What resulted from the Kingman and Denver incidents was the concept of redundant failsafe product control measures.
“Propane plants could be significantly more efficient in the way they transfer product, the speed with which they transfer product and much safer,” Linder says of the measures. “A large part have become standard within the industry and are required to be implemented by the standard.”
Linder gained much of his experience in bulk plant design as assistant to the regional manager for Suburban Companies from 1962-69 in Portland, Ore. During this time, railroad tank car sizes were increasing from 10,000 gallons to 30,000 gallons and requiring new plant designs.
“I really began to be involved in rethinking plant design to accommodate these larger railcars,” Linder says. “Much of our product in the Northwest at the time came into the area by railcars.”

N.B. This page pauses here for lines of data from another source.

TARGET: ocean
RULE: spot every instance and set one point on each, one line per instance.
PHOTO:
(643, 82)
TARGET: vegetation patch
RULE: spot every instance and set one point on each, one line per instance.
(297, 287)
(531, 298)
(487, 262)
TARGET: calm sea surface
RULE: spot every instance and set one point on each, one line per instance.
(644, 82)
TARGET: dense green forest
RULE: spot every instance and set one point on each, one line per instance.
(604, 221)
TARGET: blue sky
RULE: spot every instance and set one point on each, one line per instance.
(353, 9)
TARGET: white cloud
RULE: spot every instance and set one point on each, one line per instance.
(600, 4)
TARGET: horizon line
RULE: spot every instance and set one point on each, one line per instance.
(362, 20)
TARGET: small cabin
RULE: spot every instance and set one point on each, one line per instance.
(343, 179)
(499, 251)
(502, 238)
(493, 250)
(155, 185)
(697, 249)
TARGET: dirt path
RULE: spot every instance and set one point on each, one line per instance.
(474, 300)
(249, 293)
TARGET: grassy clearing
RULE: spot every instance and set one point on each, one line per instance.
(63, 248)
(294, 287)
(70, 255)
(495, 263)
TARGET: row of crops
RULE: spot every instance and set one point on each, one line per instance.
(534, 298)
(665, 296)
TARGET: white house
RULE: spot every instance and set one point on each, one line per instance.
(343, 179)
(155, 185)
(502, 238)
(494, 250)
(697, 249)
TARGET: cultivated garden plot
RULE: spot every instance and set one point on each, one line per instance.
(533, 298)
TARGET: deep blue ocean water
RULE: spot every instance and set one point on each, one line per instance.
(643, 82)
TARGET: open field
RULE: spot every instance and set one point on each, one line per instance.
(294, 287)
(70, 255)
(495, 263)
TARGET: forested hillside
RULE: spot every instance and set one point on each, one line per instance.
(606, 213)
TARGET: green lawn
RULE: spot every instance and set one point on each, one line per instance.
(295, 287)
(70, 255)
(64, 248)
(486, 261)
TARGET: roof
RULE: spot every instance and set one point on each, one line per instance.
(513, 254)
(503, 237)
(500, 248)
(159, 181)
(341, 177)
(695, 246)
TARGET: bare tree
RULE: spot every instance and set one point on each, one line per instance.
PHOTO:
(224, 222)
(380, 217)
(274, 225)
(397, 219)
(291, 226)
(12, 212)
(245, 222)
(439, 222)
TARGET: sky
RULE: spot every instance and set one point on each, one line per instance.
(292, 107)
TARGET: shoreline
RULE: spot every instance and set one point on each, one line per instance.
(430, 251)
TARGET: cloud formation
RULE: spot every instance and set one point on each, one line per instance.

Throughout his career, Linder served on a number of NPGA, WPGA and NFPA committees. He was “highly honored” to be named an emeritus member of the NFPA 58 Committee. Another of his notable accomplishments with NFPA 58 was helping to author regulations governing propane installations in California.
Then and now
Linder says the propane industry had a good safety record at the outset of his career. That record was maintained by a lot of independents whose success was tied to being safe in their businesses, “so they watched it closely,” he adds.
“There wasn’t the formal training that there is today,” Linder says. “You have the larger companies where senior management is not that familiar with the day-to-day operations. Training programs by necessity have to be more sophisticated. Society is not as tolerant with accidents as they were back then.”
Linder might be retired from the propane industry – he does some consulting on plant storage design, safety inspection and training – but he’s staying as busy as ever. He is the founder and president of Energy Control Equipment Inc. in Watsonville, Calif. Its Frigitek product is designed to save energy and cost in refrigeration systems.
He and his wife of 60 years, who have five adult children scattered across the country, reside in Watsonville, in a home sandwiched between the Pacific Ocean and redwood trees. “It’s a terrible place to live,” jokes Linder, who enjoys fishing and visiting family when he’s not going to the office at 8 each morning and taking work home.
“My wife says I’m getting old enough to retire. She’s probably right,” the 79-year-old says. “At least to slow down.”